With a view to streamline the upgradation of existing museums and create several new ones, the government has appointed former culture secretary Raghvendra Singh as the CEO of the Development of Museums and Cultural Spaces.
Singh’s post has been created by upgrading the existing post of Director-General, National Museum. This new post has been created under the Ministry of Culture, and Singh, who took charge on September 12, has been given a term of three years.
The CEO will directly report to the Union minister, sources said. They said that the projects to be prioritised under the CEO are the upcoming Prime Minister’s Museum at Teen Murti Complex and three new museums inside the Red Fort complex.
The Ministry of Culture has an ambitious plan to revamp museums of the country, which includes the modernisation of 11 museums, setting up 100 new museums across the country, and the digitisation of 4.23 lakh artefacts.
All major institutions under the Ministry of Culture, such as the National Gallery of Modern Art (Delhi, Bangalore and Mumbai), National Museum, Indira Gandhi National Centre for the Arts (Delhi), Nehru Memorial Museum and Library (Delhi), Indian Museum Kolkata, and the Victoria Museum (Kolkata) will now fall under the CEO’s purview, and he will exercise the powers of a secretary in the ministry. However, the Archaeological Survey of India and performing arts institutions such as the National School of Drama and the Sangeet Natak Akademi will continue to fall under Culture Secretary Arun Goel’s purview.
This is the first time that the ministry will have two secretary-level officers, but officials said the new post has been created temporarily to fast-track some long overdue projects envisioned by Prime Minister Narendra Modi.
Speaking to The Indian Express after taking charge, Singh said, “I have envisioned a project to create a cultural hub in Lutyen’s Delhi. All the organisations under the Ministry of Culture do good shows, but continue to function like islands. My aim is to make them interconnected and get them to collaborate.” For this, Singh said, he aims to create a common cultural calendar in a few months’ time.

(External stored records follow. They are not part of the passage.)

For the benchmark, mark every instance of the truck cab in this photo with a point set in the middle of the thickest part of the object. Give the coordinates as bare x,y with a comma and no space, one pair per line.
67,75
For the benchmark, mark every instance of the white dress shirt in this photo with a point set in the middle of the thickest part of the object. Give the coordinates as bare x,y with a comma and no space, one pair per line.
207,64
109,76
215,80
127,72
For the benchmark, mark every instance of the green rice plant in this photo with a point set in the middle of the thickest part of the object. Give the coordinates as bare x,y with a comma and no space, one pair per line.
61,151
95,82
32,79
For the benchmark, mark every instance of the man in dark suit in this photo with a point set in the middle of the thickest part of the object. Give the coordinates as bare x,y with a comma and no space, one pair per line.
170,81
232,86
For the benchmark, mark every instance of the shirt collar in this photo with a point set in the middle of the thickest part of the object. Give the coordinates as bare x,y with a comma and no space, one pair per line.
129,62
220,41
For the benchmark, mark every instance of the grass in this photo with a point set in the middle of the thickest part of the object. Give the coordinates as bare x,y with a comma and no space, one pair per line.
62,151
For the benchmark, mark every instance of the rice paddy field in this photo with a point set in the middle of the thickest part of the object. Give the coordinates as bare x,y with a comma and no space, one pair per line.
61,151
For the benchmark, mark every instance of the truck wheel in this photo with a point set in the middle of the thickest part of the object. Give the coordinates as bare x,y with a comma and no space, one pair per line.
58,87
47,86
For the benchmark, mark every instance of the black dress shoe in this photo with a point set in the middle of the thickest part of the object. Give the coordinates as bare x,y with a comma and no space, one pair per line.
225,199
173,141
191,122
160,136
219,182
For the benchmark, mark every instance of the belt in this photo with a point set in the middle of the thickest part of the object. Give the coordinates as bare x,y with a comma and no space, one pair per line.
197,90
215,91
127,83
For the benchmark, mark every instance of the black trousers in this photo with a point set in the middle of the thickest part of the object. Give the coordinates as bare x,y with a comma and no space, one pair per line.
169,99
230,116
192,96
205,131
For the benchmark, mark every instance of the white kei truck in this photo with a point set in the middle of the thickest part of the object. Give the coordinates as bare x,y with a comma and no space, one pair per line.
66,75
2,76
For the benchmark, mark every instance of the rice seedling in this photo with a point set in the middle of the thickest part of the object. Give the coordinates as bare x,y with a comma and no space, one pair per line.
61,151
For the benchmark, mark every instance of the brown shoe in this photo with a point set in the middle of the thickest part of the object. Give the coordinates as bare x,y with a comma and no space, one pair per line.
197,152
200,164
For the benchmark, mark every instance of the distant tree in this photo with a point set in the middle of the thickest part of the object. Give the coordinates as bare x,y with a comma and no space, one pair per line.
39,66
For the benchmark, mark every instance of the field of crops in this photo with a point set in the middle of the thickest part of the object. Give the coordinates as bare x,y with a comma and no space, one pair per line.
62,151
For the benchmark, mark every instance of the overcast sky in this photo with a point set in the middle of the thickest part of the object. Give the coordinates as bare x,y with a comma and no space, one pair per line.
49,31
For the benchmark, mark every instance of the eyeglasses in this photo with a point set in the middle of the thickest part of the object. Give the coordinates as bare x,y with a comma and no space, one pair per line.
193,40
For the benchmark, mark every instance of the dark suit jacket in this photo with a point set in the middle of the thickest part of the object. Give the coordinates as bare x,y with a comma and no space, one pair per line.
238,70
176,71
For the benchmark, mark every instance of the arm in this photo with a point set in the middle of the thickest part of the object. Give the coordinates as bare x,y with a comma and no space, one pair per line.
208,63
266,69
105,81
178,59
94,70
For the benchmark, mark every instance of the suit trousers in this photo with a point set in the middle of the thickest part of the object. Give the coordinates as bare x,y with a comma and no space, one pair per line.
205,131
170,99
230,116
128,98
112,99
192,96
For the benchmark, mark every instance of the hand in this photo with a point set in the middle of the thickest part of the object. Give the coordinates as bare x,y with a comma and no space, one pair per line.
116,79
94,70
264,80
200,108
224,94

But first, Singh said that he aims to infuse some life into the National Museum, where his office is located. “We are going to do away with the tedious security set-up at the entrance and make the place more welcoming. Various cultural programmes and workshops will be held in the main rotunda to make it come alive. Two-three cafes will also be set up,” he said, adding that all the galleries will be turned around — be it the Harappa gallery or the coins or paintings galleries, missing links will be added, and stories behind the objects will be digitally displayed on the lines of international museums.